WASHINGTON (AP) -- President Barack Obama has a message for the unemployed: More help is on the way.
The president was outlining steps Friday to help the jobless pursue education and training, and keep their unemployment benefits, too.
Currently, people who are out of work and want to go back to school have to give up their monthly unemployment check. And if they decide to return to school, they often don't qualify for federal grants because eligibility is based upon the previous year's income.
The president was announcing the new measures hours after the government reported that the economy shed 539,000 more jobs in April, driving the unemployment rate to 8.9 percent, the highest level since late 1983. Still, it was the fewest jobs lost in six months.
Under the measures Obama was scheduled to outline, according to the White House:
--The Labor Department will encourage states to update rules during economic downturns so that the unemployed can enroll in community colleges and other education or training programs without giving up their benefits. States generally require people who collect unemployment to be actively looking for work, which can make it difficult to sign up for school or job training. Going to school will satisfy the requirement that they be actively seeking new employment.

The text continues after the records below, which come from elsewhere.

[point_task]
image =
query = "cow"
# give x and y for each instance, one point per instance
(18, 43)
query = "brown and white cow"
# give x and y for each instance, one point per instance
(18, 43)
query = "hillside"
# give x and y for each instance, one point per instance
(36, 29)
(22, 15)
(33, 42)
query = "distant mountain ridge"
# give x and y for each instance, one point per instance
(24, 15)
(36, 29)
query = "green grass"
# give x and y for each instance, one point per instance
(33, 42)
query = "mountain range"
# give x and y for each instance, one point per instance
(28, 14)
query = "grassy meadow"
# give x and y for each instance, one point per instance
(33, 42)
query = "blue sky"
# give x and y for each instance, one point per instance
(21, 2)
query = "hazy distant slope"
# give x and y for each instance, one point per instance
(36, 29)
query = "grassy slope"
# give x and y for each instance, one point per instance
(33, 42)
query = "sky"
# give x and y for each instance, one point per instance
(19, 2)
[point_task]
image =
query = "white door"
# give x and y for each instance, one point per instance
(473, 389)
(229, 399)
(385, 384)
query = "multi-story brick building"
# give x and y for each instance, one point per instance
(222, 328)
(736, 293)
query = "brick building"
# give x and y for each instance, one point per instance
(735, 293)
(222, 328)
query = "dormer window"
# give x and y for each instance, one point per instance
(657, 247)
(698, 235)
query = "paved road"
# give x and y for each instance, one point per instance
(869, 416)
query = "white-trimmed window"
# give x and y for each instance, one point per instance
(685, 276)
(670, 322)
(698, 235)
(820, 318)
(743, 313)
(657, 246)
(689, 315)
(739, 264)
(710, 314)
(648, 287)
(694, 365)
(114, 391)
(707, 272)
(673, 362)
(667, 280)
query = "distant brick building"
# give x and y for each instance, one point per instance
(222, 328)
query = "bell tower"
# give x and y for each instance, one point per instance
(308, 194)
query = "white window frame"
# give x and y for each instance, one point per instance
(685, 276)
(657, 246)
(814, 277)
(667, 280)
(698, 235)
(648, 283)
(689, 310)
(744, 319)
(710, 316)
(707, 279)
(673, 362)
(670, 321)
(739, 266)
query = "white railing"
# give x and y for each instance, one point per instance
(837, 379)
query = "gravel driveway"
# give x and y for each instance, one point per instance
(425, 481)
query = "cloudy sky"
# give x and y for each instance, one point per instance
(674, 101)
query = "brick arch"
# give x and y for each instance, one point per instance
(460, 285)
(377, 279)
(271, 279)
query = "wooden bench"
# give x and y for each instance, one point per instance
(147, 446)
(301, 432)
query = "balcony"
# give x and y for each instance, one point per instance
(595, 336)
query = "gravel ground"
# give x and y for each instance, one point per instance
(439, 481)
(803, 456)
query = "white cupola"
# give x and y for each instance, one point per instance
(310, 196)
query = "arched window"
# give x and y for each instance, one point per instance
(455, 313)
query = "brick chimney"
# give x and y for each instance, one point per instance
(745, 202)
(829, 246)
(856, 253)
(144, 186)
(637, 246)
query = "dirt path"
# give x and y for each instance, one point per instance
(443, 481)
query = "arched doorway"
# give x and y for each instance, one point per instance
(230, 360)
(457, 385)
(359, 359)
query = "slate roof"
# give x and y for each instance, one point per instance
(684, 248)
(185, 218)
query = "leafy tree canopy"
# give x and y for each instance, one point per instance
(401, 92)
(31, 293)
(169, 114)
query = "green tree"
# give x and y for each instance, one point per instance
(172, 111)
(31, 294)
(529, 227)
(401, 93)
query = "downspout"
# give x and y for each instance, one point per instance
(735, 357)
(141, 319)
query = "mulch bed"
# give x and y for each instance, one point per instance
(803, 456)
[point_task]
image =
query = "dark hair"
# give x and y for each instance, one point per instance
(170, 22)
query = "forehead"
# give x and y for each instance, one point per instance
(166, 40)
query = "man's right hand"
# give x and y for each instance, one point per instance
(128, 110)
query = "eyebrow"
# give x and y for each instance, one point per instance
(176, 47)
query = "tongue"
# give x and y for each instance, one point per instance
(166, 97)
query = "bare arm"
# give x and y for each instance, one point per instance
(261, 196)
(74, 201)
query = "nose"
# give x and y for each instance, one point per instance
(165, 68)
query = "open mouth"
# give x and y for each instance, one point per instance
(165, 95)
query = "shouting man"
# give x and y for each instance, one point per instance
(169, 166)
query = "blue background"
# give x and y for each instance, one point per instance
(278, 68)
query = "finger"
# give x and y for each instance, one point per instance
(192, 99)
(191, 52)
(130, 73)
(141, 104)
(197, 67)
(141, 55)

--The Education Department will encourage colleges to increase financial aid packages for the unemployed. Colleges can consider an unemployed worker's situation and make them eligible for Pell Grants, which help low-income students afford college, and other aid. An unemployed person could get a Pell Grant and use it to pay for education or job training without giving up unemployment benefits. Beginning in July, the maximum Pell Grant will be boosted by $500, to $5,350.
"Our unemployment insurance system should no longer be a safety net, but a steppingstone to a new future," Obama said in remarks prepared for delivery Friday. "It should offer folks educational opportunities they wouldn't otherwise have" and give them skills they need to "get ahead when the economy comes back."
Obama has directed Labor Secretary Hilda Solis and Education Secretary Arne Duncan to implement the changes. Both departments also have launched a new Web site, http://www.opportunity.gov, to help get the word out to the public.
States also will send letters to every unemployment recipient describing available training opportunities and financial support.
The $787 billion economic recovery package Obama signed into law in February gave states billions of dollars to provide extended benefits to the unemployed.